Prototype Concept: The Last Hunt
Core Concept
The Last Hunt is a survival-focused serious game inspired by Appalachian folklore. A small hunting party becomes stranded after signs of a Wendigo attack during winter. As resources diminish, the main threat becomes fear, mistrust, and the decisions players make to keep the group alive.
Player Role
The player acts as the group’s decision-maker, balancing survival needs with social stability.
Prototype Mechanics (Paper Version)
Players track four core resources:
- Food
- Warmth
- Trust
- Fear
Each round includes:
- Resource Phase — supplies decrease and environmental conditions worsen.
- Event Phase — cards introduce challenges such as storms, disappearances, or strange tracks.
- Decision Phase — players choose responses like rationing food, holding a campfire talk, hiding bad news, or honoring the dead.
- Consequence Phase — decisions create long-term effects on group trust and fear.

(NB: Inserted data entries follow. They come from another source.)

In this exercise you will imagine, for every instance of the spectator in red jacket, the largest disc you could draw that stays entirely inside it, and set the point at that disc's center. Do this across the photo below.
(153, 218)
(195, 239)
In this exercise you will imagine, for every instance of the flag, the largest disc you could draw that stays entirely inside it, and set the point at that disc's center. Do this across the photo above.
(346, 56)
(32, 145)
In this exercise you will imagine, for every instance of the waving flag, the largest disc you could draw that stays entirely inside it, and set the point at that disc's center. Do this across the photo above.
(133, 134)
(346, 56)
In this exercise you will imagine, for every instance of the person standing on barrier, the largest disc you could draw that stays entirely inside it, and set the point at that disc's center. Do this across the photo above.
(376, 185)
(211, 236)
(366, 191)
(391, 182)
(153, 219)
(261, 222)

Deaths are significant and introduce ethical choices around corpse management, such as burial, abandonment, or using resources for survival. These choices affect morale and trust.
Learning Objectives
The game explores:
- Group decision making under stress
- Survival ethics and scarcity
- Fear and social cohesion
- How leadership choices shape group dynamics
The Wendigo serves as both a folkloric threat and a symbolic pressure that reflects the group’s psychological state.
The Last Shift
A simulation of emergency room triage focused on ethical resource allocation and time pressure.
Witness Reports
Players analyze conflicting cryptid sightings to explore misinformation, bias, and evidence evaluation.
Signal in the Pines
A narrative game in which players respond to rural distress signals and must decide how to act under uncertainty.
Cryptid Conservation Agency
Players manage environmental preservation efforts for endangered mythical creatures, balancing public perception and ecological sustainability.
Archive of the Unseen
Players curate fading folklore and decide which cultural stories are preserved or forgotten, exploring how history is shaped.

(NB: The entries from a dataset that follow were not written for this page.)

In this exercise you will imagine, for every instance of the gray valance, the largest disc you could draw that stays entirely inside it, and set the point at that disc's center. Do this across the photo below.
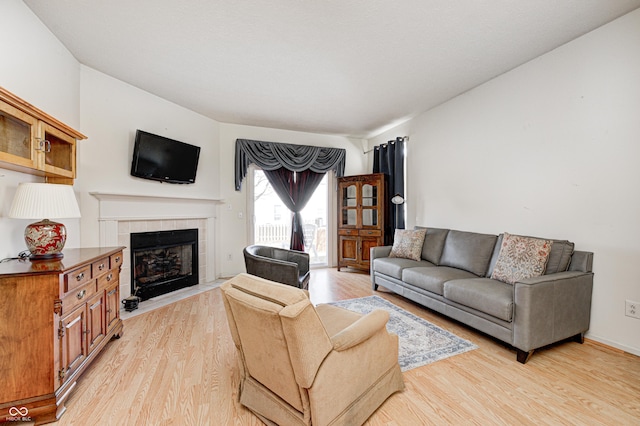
(272, 156)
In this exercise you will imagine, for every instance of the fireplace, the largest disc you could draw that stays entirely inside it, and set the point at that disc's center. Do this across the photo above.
(163, 261)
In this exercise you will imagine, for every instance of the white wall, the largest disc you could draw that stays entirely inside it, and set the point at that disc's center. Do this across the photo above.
(549, 149)
(36, 67)
(233, 230)
(112, 111)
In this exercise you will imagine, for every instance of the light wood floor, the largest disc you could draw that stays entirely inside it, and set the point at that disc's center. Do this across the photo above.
(177, 366)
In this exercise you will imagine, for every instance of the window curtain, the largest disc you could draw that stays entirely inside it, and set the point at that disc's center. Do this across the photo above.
(294, 171)
(389, 159)
(297, 158)
(295, 190)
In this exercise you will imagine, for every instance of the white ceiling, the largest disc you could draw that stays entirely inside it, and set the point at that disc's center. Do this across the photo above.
(349, 67)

Each concept uses systems to examine themes such as ethics, media literacy, environmental stewardship, and cultural memory.
Reading Responses
Learning Games and Learning Theory
Oregon Trail aligns with behaviorism because players learn through reinforcement and repeated feedback loops of success and failure.
Minecraft Education Edition reflects constructivism since players build, experiment, and discover solutions through exploration.

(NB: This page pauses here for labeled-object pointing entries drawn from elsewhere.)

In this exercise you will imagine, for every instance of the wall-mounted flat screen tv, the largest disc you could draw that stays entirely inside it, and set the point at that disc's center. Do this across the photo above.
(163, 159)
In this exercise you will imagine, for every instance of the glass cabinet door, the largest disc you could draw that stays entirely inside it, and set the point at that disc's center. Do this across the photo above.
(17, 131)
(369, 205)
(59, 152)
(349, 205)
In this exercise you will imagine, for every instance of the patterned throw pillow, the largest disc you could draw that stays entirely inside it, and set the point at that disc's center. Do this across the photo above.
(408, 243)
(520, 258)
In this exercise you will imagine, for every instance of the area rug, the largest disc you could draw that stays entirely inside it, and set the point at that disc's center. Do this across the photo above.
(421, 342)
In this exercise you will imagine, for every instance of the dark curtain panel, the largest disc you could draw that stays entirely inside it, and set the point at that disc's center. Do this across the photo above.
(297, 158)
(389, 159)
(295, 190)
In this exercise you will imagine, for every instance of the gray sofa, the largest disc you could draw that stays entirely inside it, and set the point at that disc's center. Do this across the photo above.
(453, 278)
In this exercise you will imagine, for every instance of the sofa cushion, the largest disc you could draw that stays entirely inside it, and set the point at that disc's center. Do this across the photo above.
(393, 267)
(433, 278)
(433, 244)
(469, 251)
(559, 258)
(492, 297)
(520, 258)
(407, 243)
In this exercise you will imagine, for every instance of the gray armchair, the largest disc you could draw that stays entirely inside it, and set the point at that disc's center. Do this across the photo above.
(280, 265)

Collaborative simulation games align with social constructivism because knowledge develops through communication and shared problem solving.
Among these, constructivist approaches feel the most effective because players actively construct understanding instead of responding to rewards.
Is Gamification Bullshit
Bogost argues that gamification reduces games to points, badges, and superficial incentives, stripping away depth and transforming engagement into manipulation.
I partially agree. Gamification can encourage short term behavior, but without meaningful systems it becomes shallow.
Examples outside class include fitness apps that track streaks, corporate training platforms that award badges, and productivity tools that gamify tasks. These systems often lose effectiveness once novelty fades because they lack intrinsic motivation.
What Is a Serious Game and Why It Is Not Chocolate Covered Broccoli
A serious game is designed primarily for learning, awareness, or reflection, using gameplay mechanics to communicate meaning.
Farber argues that serious games are not chocolate covered broccoli because the learning is embedded within the mechanics. Players do not pause the game for instruction. Instead, the interaction itself creates understanding. When designed well, the system becomes the lesson.
Final Reflection
This week reinforced that serious games rely on systems, constraints, and player agency to generate meaningful learning. The strongest examples do not preach. They simulate. My revised prototype, Cryptid Commune, applies this approach by using folklore aesthetics to explore leadership, belief, and social influence through interactive systems.